Ilustrasi: Si Doel
Orang Tionghoa sudah lama sekali berada di Jakarta. Pada waktu Belanda pertama kali menginjakkan kaki di bumi Jayakarta di sana sudah ada pemukiman Tionghoa di muara sungai Ciliwung. Ini menunjukkan bahwa hubungan yang sangat baik antara etnik yang di kemudian hari dikenal sebagai etnik Betawi dengan etnik Tionghoa sudah berlangsung sangat lama, jauh sebelum datangnya bangsa-bangsa Barat ke Nusantara.
Orang-orang Tionghoa yang datang ke Jawa umumnya berasal dari propinsi Hokkian bagian selatan (Ban-lam). Yang dimaksud dengan Hokkian selatan ialah wilayah sekitar Ciangciu (Zhangzhou), Emui (Xiamen) dan Coanciu (Quanzhou)
Maka dari itu secara umum pengaruh Tionghoa yang masuk ke dalam budaya Betawi adalah budaya Hokkian selatan, bukan dari bagian lain negeri Cina. Bahwasanya budaya Hokkian selatanlah yang sangat besar pengaruhnya tampak dari istilah-istilah Hokkian selatan yang sampai sekarang masih dikenal di kalangan Tionghoa peranakan dan sebagian telah masuk ke dalam kosa kata bahasa Betawi.
Menurut Raden Aryo Sastrodarmo, seorang pelancong Surakarta di Batavia pada tahun 1865, dalam Kawontenan ing Nagari Betawi, seperti dikutib Ridwan Saidi dalam Profil Orang Betawi: Asal Muasal, Kebudayaan dan Adat Istiadatnya, adat-istiadat Betawi mirip adat-istiadat Tionghoa. Cara orang Betawi memperkenalkan diri juga seperti orang Tionghoa. Cara mereka duduk dan bercakap-cakap juga sama dengan Tionghoa yaitu duduk di kursi, dan jika makan memakai meja, tida bersila di atas tikar yang terhampar di tanah.

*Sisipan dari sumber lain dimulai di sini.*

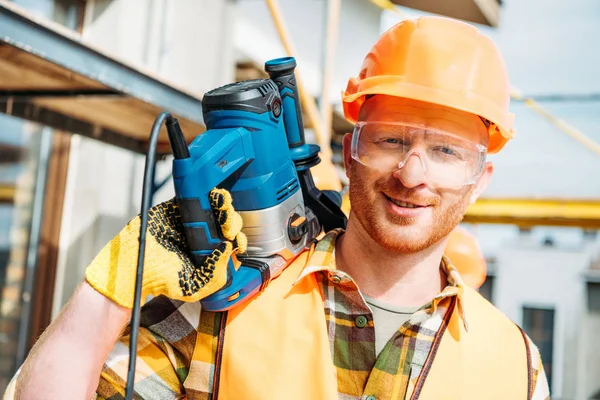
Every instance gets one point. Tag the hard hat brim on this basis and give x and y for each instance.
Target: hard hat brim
(502, 122)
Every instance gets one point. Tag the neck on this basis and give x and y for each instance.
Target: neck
(405, 280)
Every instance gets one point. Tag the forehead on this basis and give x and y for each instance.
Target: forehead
(396, 109)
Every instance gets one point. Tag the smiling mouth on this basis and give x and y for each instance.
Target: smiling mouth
(404, 204)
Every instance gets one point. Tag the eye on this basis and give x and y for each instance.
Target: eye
(448, 152)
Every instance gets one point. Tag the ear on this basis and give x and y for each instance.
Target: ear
(347, 145)
(483, 182)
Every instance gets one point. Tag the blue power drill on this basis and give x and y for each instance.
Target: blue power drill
(254, 147)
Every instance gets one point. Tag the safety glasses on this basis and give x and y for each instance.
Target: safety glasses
(447, 160)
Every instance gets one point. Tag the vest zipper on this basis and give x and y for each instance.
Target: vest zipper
(221, 325)
(432, 353)
(529, 366)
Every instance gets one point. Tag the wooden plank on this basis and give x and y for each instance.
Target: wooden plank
(479, 11)
(7, 193)
(122, 114)
(20, 70)
(45, 271)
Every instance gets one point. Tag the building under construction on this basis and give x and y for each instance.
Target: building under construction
(81, 82)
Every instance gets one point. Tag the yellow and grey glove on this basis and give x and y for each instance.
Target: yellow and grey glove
(168, 269)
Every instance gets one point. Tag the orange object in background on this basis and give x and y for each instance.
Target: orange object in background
(464, 252)
(441, 61)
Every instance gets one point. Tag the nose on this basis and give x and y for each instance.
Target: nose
(412, 171)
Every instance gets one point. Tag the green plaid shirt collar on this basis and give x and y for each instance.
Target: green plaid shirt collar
(323, 261)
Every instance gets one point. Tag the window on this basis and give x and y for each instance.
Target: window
(539, 325)
(487, 289)
(66, 12)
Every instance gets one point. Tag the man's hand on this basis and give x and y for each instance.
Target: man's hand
(168, 269)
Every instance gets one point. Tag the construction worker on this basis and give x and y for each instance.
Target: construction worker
(373, 312)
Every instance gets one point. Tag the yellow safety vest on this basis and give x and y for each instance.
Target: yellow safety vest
(277, 347)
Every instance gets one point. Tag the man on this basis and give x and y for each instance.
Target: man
(375, 312)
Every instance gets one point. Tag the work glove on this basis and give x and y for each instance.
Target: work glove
(168, 268)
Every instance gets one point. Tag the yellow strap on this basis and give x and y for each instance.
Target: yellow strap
(489, 362)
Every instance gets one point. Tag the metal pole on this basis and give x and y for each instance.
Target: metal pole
(34, 240)
(332, 23)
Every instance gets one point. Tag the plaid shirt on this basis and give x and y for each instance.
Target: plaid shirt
(167, 367)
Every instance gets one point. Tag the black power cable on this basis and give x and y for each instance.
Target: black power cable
(180, 150)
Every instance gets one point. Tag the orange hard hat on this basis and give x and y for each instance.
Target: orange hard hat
(438, 60)
(466, 256)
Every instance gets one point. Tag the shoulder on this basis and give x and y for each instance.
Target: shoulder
(484, 316)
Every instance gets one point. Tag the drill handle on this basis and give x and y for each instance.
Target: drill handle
(281, 71)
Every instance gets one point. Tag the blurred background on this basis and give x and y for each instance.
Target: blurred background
(82, 81)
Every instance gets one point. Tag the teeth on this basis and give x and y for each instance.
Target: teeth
(403, 204)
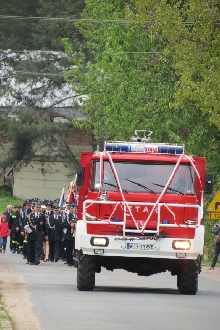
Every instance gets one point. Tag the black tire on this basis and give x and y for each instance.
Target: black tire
(187, 280)
(86, 273)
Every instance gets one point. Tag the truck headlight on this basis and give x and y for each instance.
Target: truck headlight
(181, 245)
(99, 241)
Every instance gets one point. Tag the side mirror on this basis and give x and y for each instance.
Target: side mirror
(208, 189)
(80, 176)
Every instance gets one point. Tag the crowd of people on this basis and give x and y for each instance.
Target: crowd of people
(40, 231)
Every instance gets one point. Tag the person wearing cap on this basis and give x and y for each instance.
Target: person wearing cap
(8, 214)
(20, 215)
(68, 233)
(37, 231)
(25, 211)
(55, 226)
(14, 228)
(47, 212)
(4, 233)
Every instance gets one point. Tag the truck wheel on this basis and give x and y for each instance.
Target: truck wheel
(187, 280)
(86, 273)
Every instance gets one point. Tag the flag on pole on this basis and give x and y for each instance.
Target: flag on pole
(71, 194)
(62, 197)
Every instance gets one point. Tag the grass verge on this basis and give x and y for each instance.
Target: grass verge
(5, 319)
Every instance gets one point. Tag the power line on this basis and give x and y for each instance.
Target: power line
(90, 20)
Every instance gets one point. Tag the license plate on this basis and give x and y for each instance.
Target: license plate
(138, 246)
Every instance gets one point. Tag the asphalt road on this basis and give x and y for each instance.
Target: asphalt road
(120, 300)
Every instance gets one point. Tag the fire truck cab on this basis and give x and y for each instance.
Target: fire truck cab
(140, 208)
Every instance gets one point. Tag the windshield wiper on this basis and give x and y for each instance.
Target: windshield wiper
(113, 185)
(169, 188)
(141, 185)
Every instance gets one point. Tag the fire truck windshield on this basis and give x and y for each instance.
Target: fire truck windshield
(144, 177)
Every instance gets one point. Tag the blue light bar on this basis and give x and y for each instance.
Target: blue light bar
(118, 148)
(171, 150)
(142, 147)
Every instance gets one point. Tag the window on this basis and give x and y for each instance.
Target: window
(144, 177)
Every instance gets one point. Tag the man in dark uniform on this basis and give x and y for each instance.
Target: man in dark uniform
(25, 211)
(37, 224)
(68, 233)
(15, 228)
(54, 225)
(8, 214)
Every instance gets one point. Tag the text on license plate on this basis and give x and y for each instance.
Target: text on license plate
(138, 246)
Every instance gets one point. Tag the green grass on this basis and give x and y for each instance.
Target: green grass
(4, 315)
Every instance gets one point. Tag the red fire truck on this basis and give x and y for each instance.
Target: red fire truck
(140, 208)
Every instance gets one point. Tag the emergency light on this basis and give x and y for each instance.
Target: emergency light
(141, 147)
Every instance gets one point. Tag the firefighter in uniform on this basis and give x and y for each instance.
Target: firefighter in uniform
(37, 224)
(54, 227)
(68, 233)
(25, 211)
(15, 229)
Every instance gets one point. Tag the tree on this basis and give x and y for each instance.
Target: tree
(190, 30)
(128, 85)
(146, 73)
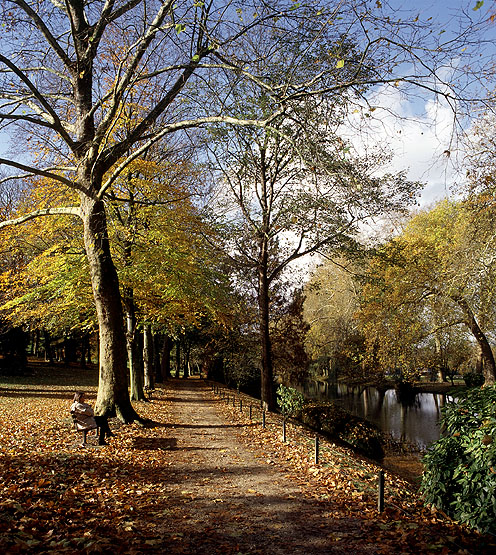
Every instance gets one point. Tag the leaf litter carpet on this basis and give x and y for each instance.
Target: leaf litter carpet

Orang Betawi juga belajar silat dari orang Tionghoa. Orang Betawi tida punya rasa takut (alias pede?) disebabkan pengaruh orang Tionghoa.
Kalau di wilayah budaya Jawa, misalnya, etnik Tionghoa peranakan sangat dipengaruhi budaya Jawa sehingga sejak dahulu tida sedikit di antara mereka yang boleh dibilang pakar dalam kebudayaan Jawa: gamelan Jawa, tari Jawa, wayang wong, dan lain-lain, maka menurut pengamatan saya di Jakarta ini interaksi budaya—dalam arti saling mempengaruhi—antara kedua belah pihak sangat kuat. Di satu pihak etnik Tionghoa, khususnya peranakan, sangat dipengaruhi budaya Betawi, di lain pihak etnik Betawi juga sangat dipengaruhi budaya Tionghoa. Begitu dekatnya hubungan budaya antara kedua etnik ini, sehingga seorang sobat saya dari etnik Betawi berseloroh, "Betawi ame Cine ubungannye kaye gigi ame bibir aje."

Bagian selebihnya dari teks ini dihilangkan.